Speaking to Devex, Pell said he is proud of that fact that ASI’s global network, which includes subsidiary businesses and branch offices around the world, have all been certified — not just its U.K. headquarters — and that the company achieved the second-highest score for a B Corp ever awarded in the U.K.
Changes have included introducing carbon offsetting for senior staff travel, which Pell hopes to extend across the company’s entire transport footprint. The company has also invested in better video and teleconferencing equipment so that staff can be connected virtually and thus travel less — its most recent AGM was held entirely online.
Becoming a B Corp has been good for staff morale, which had been left bruised by the 2016 misconduct claims, Pell said. But the CEO also thinks it will be good for ASI’s business and the development sector as a whole.
“We are thinking about how do we use this to really drive forward further improvements in our business, the development sector, and the private sector more generally in the context of this period of change in the role of business in society,” he said.
Despite some companies’ concerns that becoming a B Corp will reduce commercial sustainability, B Lab’s research suggests that becoming certified can actually boost financial performance, thanks in part to the positive effects the certification has on brand reputation and its appeal to investors and employees.
While B Lab is not the only ethical certification out there, supporters say it is the most comprehensive since it looks across the entire business. Other assessments, such as those run by the International Organization for Standardization, tend to focus on specific technical issues.

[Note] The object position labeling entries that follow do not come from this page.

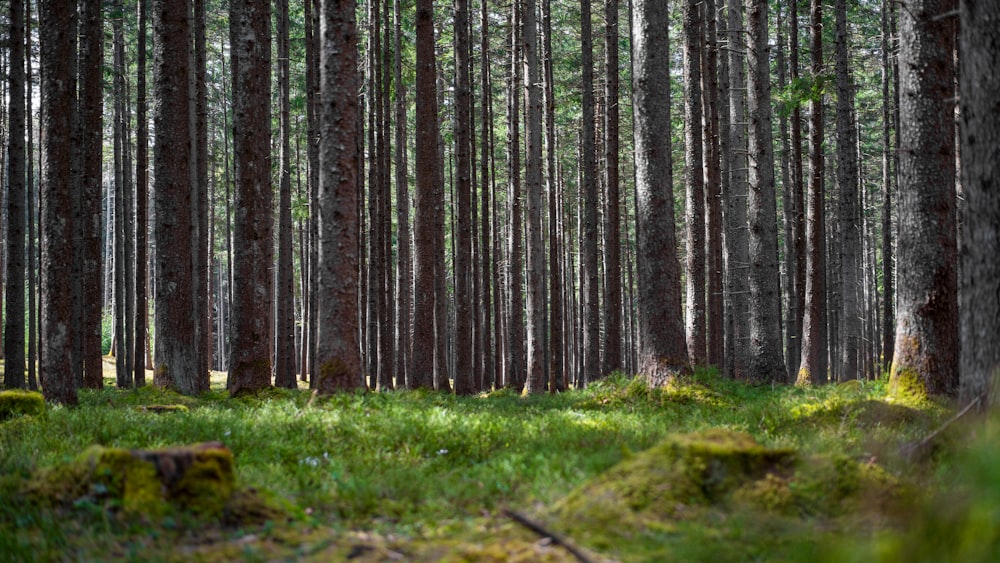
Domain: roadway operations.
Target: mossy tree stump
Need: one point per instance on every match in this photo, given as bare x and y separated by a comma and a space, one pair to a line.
197, 479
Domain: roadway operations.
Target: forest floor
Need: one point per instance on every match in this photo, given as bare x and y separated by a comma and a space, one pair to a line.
705, 470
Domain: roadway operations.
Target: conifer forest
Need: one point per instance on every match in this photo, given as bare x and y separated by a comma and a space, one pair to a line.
333, 274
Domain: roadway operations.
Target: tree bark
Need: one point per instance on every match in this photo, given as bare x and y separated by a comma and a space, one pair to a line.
57, 24
767, 363
927, 344
338, 355
250, 39
13, 334
980, 144
813, 366
663, 354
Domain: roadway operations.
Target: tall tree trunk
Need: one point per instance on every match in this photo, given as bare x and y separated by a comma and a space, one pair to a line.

Turner believes that development organizations are a natural fit for the certification. “These are businesses committed to achieving positive impact through their work, and B Corp certification presents the opportunity to embed these principles throughout the business itself,” he explained.
However, not everyone is convinced the sector needs it.
John Morgan, a veteran DFID contractor who runs Montenero, a consultancy that works with small and micro development firms in the U.K., is worried that it adds another layer of compliance on top of DFID’s already burdensome reporting requirements, and could possibly create duplication and confusion.
“It’s not clear that B Corp is the right route for the industry as a whole. It risks blurring the lines with existing DFID [and U.K. government] compliance requirements,” he said, adding that small and micro companies have less capacity to manage such certifications.
Some also said that while it is good to see advisory firms like ASI making improvements, the real impact on development will come if larger firms who do implementation work in low-income countries sign-on.
“For a company that’s making something or providing a service in a market to poor people in low-income countries [B Corp certification] could be quite useful. It’s one kind of standard or benchmark which companies can and should be assessed against,” explained Stephen Gelb, private sector development lead at the Overseas Development Institute.